Horchata
Makes 4 cups
A whole lotta Horchata!~ This is a great tasting drink! It’s basically Mexican sweet rice milk. Usually, it is made with white rice, sugar, and vanilla, but I did not have vanilla and I don’t eat white rice or sugar, so I used brown rice and raisins, and it tasted just the same! It’s heaven in a cup, so drink up!
Ingredients
- 1 cup uncooked brown rice
- 1½ cups raisins
- 1 teaspoon cinnamon
- 4 cups water
Preparation
Grind up rice in food processor for 2 min. or till gritty. Pour in water and continue to mix. Add cinnamon and raisins to mixture and blend for 2-3 min. Cover and leave in fridge overnight or if you want the rice to get softer, leave in 2-3 nights. Transfer into food processor and blend till mixture is creamy (there will still be chunkiness from the rice). Place strainer over bowl and pour mixture into it. Help liquid thru by mixing it with a spoon as it sits in strainer. Chill. Serve with ice.



Comments
smoothielove writes: (February 17, 2008)
i didn’t think that brown rice was raw? I love cinnamon and raisin together though!

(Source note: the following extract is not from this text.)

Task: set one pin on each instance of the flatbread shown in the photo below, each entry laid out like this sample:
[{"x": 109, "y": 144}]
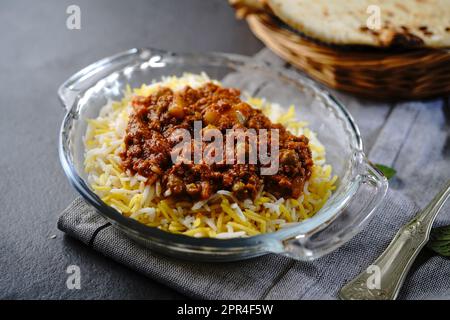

123 writes: (February 17, 2008)
This sounds great. I drink a rice protein drink and this is a good option. The difference is that I’ll make it myself and I’ll add some superfoods, like maca, camu-camu or lucuma.
greenie writes: (February 17, 2008)
I like the creativity of this, and also the picture. Yum!
Mopoke writes: (February 18, 2008)
Thanks Rawsiki…I really miss brown rice! I am going to try it now :)
M@tt writes: (February 18, 2008)
Yeah!!!! I live here in San Diego where Horchata is everywhere, and now you’ve made a really healthy version!!! Can’t wait to make this myself…
tree ear writes: (February 18, 2008)
it’s usally raw i sprout mine
Darkstar writes: (March 29, 2008)
OMG I adore Horchata! I miss this so much, I’m totally going to make it. Thanks so much for posting this recipe! _
Allantgy writes: (April 07, 2008)
Yo can use bananas or plantains intead of rice ^^
denzildragon writes: (April 24, 2008)
You can make horchata with almonds too, or part almond, part rice. If you use just almond, you can use the pulp left after you’ve strained it in cookies, pie bases, etc.
Kendra Far Above Rubies writes: (August 22, 2008)
This sounds delicious. I’m going to try mine with soaked brown rice. Thanks for the recipe.